Please use our PGP Key for your submissions whenever possible.
By submitting a report, you acknowledge that you submit your report without any expectation or request for any reward or financial benefit.
What we would like to see from you
To help us triage and prioritize the reports, we recommend that the submitted report includes the following points and follows the structure below:- Affected system (URL, affected function)
- Type of vulnerability (e.g. SQL injection)
- Steps for reproduction (incl. proof of concept or screenshots, if possible)
- Risk assessment (potential impact, CVSS score if available)
- Date & time of discovery
- Environment details (browser, OS)
- Contact information (optional for follow-up questions)
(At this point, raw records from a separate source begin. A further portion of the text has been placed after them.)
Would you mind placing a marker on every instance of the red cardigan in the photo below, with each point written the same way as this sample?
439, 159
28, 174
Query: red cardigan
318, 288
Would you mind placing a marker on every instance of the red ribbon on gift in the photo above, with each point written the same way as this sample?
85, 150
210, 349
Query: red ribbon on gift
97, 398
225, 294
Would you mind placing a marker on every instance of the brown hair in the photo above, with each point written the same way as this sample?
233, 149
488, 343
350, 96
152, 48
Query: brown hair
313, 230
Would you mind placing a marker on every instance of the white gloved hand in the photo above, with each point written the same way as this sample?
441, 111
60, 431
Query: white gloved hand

- Written in the language German or English
What can you expect from us
When you choose to share your contact information with us, we commit to coordinating with you as openly and as quickly as possible.- We will acknowledge as soon as possible, that your report has been received.
- To the best of our ability, we will confirm the existence of the vulnerability to you and be as transparent as possible about what steps we are taking during the remediation process, including on issues or challenges that may delay resolution.
- We will maintain an open dialogue to discuss issues.